Monday, 6 August 2012

Day 27: Ticks and Tick Bite Fever – Part 2


I forgive myself that I have accepted and allowed myself, to as a kid when listening to the stories about ticks, tick bite fever and it killing people – have accepted and allowed these stories to imprint ‘fear of ticks’ as ‘fear of death’ within me

I forgive myself that I have accepted and allowed myself to as a kid when hearing stories about ticks, tick bite fever and death – have responded to this within myself from a starting point of fear – where I within the moment of hearing the stories allow myself to become completely irrational and be possessed by this feeling of petrification of ‘what if this happens to me ‘, and created a fear relationship with ticks instead of investigating the tick phenomena and taking the practical steps / pre-cautions when necessary to minimize the potential of being bitten by ticks – and thus I forgive myself that I have accepted and allowed myself to have created an emotional relationship as fear towards ticks where whenever I was in long grass would pre-occupy my mind with ‘oh no what if there are ticks here’ and ‘I hope I don’t get bitten’ and ‘Eeek!

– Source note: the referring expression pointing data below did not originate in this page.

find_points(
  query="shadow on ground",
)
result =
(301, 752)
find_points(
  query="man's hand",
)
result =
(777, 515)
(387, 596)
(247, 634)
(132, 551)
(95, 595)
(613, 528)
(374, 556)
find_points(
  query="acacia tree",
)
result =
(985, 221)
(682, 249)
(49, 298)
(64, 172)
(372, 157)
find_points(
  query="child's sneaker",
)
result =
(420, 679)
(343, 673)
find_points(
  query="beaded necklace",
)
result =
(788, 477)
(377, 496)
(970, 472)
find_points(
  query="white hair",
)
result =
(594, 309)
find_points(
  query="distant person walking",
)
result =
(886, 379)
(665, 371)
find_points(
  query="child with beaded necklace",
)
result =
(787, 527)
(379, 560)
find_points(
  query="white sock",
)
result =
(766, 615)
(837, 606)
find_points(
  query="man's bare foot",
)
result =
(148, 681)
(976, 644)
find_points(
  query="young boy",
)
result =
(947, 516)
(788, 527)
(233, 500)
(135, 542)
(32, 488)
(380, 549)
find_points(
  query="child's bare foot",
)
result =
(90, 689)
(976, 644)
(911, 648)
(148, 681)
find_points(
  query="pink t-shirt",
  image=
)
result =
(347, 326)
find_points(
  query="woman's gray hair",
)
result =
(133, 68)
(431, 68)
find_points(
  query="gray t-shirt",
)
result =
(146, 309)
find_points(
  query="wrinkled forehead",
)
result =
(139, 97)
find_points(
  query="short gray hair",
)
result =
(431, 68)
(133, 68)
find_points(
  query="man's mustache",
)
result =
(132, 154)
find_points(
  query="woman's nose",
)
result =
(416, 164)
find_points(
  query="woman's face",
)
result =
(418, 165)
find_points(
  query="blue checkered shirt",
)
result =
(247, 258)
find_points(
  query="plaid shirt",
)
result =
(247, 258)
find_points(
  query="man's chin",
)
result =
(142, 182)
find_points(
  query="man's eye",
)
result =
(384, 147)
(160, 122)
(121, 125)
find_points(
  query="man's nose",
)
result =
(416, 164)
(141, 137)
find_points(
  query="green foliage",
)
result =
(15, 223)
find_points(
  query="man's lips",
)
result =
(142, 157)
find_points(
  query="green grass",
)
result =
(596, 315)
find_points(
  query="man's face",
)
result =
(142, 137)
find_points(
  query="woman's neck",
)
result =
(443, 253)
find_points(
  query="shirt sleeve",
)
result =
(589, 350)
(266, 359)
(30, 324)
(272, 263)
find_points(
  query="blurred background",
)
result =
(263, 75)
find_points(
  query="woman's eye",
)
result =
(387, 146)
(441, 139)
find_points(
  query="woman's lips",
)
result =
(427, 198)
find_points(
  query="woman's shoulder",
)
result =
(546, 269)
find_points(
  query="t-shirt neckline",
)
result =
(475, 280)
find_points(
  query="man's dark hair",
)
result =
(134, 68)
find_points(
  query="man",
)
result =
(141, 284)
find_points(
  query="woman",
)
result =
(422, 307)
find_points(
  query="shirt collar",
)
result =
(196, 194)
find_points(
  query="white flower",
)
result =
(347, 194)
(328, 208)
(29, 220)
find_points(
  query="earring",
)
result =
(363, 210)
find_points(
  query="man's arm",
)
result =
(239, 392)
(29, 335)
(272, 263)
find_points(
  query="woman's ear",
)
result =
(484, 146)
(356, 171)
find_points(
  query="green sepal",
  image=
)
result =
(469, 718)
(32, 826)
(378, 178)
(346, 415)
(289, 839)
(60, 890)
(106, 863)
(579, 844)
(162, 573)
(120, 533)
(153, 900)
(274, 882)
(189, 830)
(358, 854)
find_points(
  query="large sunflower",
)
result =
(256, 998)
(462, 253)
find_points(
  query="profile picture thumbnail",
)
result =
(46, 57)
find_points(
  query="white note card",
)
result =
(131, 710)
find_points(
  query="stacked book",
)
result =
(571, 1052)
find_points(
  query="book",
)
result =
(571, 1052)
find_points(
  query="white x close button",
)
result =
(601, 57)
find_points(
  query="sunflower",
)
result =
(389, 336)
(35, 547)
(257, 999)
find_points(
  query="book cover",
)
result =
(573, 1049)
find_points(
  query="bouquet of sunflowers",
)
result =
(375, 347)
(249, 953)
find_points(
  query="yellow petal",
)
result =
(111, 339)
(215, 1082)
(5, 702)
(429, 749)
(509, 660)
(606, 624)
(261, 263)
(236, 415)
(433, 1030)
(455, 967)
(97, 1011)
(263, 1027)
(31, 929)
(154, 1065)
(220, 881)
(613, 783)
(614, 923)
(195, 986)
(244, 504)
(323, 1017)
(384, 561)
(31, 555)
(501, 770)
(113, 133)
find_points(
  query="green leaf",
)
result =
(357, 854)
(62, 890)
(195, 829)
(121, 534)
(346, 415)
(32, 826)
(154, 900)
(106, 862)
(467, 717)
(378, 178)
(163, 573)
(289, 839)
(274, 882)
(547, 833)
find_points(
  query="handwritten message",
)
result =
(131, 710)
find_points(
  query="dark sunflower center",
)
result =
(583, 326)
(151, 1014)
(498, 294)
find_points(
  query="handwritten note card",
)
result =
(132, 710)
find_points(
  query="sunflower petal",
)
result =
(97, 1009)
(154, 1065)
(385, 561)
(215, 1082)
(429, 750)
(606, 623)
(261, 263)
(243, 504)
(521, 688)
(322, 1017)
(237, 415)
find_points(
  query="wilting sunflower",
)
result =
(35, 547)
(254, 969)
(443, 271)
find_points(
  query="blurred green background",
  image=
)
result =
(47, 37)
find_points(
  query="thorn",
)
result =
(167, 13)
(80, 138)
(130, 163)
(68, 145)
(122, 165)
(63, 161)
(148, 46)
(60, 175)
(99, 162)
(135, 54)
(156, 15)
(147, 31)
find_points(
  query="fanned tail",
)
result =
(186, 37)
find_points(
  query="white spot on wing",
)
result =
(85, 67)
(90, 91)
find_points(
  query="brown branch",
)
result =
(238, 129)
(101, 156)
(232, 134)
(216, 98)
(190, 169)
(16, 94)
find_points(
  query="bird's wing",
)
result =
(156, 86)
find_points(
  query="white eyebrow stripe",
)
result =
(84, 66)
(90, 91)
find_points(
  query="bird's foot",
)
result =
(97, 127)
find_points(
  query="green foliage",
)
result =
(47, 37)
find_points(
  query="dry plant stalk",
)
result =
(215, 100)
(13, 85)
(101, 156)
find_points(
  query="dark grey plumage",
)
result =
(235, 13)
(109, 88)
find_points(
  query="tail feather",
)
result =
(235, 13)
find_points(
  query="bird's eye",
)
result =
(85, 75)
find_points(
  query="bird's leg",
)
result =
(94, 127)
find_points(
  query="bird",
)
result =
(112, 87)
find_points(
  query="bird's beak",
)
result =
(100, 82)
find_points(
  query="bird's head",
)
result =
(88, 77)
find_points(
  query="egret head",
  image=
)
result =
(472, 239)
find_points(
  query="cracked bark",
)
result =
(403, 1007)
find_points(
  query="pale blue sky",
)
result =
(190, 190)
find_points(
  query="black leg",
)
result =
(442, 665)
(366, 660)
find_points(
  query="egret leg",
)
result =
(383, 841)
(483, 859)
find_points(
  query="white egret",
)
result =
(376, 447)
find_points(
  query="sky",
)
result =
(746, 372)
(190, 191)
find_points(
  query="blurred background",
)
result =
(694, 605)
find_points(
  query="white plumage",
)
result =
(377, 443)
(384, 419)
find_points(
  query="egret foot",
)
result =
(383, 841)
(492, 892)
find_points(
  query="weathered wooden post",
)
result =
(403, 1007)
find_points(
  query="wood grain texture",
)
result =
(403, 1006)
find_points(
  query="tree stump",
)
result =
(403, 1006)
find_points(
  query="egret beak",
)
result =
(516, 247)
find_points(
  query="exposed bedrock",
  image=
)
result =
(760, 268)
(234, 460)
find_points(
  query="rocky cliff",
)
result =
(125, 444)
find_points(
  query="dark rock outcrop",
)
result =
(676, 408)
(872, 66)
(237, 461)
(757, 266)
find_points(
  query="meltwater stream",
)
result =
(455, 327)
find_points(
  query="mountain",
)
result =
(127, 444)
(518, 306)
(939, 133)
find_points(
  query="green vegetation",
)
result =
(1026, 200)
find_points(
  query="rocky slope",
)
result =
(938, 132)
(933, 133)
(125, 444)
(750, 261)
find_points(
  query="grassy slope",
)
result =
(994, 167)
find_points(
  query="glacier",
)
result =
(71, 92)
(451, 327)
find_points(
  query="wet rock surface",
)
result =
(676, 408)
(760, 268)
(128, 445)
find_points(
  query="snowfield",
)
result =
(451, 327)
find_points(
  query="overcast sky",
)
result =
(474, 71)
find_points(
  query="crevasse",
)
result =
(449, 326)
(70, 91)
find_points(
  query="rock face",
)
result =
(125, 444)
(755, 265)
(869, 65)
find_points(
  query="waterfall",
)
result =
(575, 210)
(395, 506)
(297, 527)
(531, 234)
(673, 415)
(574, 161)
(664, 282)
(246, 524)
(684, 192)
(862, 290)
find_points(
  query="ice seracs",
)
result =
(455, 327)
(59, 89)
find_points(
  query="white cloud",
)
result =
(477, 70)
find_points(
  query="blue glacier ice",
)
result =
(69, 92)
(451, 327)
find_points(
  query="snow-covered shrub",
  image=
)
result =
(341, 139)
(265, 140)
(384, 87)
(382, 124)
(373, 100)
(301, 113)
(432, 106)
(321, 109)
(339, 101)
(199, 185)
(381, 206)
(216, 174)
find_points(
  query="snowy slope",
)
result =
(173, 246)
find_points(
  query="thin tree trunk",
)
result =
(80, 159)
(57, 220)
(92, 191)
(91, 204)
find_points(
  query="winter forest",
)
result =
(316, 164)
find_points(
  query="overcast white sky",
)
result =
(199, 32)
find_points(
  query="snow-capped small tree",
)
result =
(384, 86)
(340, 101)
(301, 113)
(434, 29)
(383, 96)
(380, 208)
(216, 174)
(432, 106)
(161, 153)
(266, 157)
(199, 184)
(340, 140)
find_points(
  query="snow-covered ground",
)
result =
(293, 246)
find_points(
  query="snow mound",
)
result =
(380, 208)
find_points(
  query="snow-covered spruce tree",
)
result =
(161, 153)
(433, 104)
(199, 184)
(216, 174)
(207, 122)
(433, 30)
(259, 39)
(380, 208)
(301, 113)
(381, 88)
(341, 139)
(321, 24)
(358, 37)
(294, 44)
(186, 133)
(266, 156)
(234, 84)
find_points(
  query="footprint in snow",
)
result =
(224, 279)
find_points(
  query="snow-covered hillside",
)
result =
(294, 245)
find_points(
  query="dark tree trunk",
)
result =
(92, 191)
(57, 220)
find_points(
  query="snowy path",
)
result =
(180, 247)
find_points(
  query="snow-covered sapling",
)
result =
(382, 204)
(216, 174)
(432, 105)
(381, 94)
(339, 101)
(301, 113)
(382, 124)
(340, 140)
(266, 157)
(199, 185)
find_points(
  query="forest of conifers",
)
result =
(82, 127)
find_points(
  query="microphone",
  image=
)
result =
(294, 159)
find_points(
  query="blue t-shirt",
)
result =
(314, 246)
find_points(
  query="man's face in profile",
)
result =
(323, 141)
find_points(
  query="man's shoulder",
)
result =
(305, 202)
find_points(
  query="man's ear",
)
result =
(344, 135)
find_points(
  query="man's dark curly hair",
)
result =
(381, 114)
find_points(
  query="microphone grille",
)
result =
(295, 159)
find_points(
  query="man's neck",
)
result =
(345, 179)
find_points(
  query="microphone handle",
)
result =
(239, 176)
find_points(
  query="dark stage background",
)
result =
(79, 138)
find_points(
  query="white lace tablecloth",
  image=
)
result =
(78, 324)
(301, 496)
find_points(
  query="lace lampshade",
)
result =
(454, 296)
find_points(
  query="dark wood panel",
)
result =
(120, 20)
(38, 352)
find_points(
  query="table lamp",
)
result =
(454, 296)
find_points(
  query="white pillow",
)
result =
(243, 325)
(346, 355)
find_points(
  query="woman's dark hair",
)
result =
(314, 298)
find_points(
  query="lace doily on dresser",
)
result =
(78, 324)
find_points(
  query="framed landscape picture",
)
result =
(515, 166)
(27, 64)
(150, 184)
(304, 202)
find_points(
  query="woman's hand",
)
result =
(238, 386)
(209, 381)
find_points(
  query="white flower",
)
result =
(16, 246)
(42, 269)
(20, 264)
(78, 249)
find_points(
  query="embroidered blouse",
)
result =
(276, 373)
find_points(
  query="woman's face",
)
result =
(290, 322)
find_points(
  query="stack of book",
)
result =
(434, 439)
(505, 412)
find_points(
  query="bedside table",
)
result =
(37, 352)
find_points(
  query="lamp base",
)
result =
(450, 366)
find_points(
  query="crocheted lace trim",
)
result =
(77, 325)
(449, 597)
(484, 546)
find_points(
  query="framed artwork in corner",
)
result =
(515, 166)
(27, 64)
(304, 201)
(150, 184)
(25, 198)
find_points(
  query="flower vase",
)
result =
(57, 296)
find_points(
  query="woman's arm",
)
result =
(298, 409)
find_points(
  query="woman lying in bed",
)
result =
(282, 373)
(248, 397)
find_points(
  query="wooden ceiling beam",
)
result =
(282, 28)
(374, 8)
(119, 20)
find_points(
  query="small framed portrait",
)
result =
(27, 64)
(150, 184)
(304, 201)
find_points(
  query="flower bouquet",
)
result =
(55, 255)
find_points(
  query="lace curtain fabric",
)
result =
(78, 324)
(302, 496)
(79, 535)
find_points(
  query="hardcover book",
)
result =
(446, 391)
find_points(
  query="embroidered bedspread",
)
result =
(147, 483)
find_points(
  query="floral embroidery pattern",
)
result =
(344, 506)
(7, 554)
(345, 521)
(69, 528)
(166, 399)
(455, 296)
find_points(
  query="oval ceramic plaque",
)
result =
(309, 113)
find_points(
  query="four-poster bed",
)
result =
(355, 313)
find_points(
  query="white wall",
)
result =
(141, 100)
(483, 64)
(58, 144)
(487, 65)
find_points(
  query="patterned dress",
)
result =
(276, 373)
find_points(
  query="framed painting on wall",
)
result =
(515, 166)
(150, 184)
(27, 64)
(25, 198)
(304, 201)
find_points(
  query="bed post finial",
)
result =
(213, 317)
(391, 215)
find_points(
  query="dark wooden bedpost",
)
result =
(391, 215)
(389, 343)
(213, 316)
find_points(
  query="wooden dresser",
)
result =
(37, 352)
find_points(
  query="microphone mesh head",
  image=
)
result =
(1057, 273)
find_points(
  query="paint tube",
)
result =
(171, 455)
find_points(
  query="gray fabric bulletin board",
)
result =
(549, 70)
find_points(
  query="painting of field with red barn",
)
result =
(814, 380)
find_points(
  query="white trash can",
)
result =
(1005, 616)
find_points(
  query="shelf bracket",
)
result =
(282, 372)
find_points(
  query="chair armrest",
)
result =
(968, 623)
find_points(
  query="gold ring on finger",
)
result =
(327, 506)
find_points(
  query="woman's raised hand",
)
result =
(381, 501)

What was that itchy sensation I just felt on my leg!” – where I allowed fear to possess me within every moment of my participation with nature instead of me being here, having taking the precautions and from there simply let go of the tick point – as I will either get bitten or not get bitten and being in my mind thinking, worrying and generating this fear experience will not make a damn difference to the outcome

I forgive myself that I haven’t accepted and allowed myself to see and realise – that before I ever heard of the tick stories I was fine playing and having fun in the grass – whereas when had been fed information about ticks (which when looking at it now was probably inaccurate / extremely exaggerated for the sake of making it sound more ‘horrific’ than it really is) this information now dominated my mind and changed my whole experience of being in grass/nature – where all I could think about was ticks – and thus I forgive myself that I haven’t accepted and allowed myself to see and realise that this ‘new information’ should in no way alter/change my behaviour/approach/expression within nature – as the same “threat” existed before, but because I was not aware of it, I did not allow it to limit my expression – whereas now I was ‘aware’ of the threat and allowed this to possess me as knowledge and information where I altered my behaviour and approach to being within nature because of this one point of ‘possibility’ – without seeing and realising that before I ever knew about ticks, the possibilities as statistical probabilities of me getting bitten by a tick were just the same – and so there’s really no reason why I should now be around nature with a constant cloud of fear within my head, as this will in no way change the possibility of me getting bitten by a tick or not

I forgive myself that I have accepted and allowed myself to have believed that my ‘fear of ticks’ was ‘keeping me safe from ticks’ – where I believed that if I am possessed/pre-occupied with the fear of getting bitten by a tick I will be more alert and will be able to keep ticks off me – where I traded ‘me being here as breath in every moment, trusting that I will deal with ticks if and when I have to and having an enjoyable time in nature’ with ‘me living in my head as fear of ticks as fear of death hoping religiously and faithfully that if I keep fearing maybe the ticks won’t get to me while having no fun at all in nature’ -- wherein the latter I allow myself to abdicate all self-responsibility as I simply ‘hope’ that it won’t happen

What’s interesting with being in the hospital – was that the exact same thing happened, where the doctor was now feeding me ‘horror stories’ of people dying/being badly affected by tick bite fever – and my mind going  into that same fear frequency as it did when I was a kid, where I allowed fear to override all common sense and was willing to do anything to not make the horror story happen to me

I forgive myself that I have accepted and allowed myself to when the doctor told me that he was going to keep me in the hospital for a few days because of those few rare cases where people die/get badly affected – have gone into completely fear mode, allowing fear to override all common sense and for a moment just be paralyzed and willing to comply with anything as long as it would mean that I’d be safe from the horror stories

I forgive myself that I have accepted and allowed myself to trust doctors blindly, because of the belief that ‘they are here to help people’ – without taking into consideration the Money Game which is currently behind every doctors practice – where, if I had been here as breath it would have been obvious to see that through his words he was scaring me into being admitted to the hospital, as this would give the hospital/him income

I forgive myself that I haven’t accepted and allowed myself to unconditionally walk through an event – no matter what the outcome, within the realisation that having ideas/back chat about the event is not going to change/alter the outcome anyway – so why bother making the walk unpleasant by creating an inner hell about it, which is totally unnecessary

1 comment:

Carrie said...

I'm walking this point too. Cool! Thanks, Leila.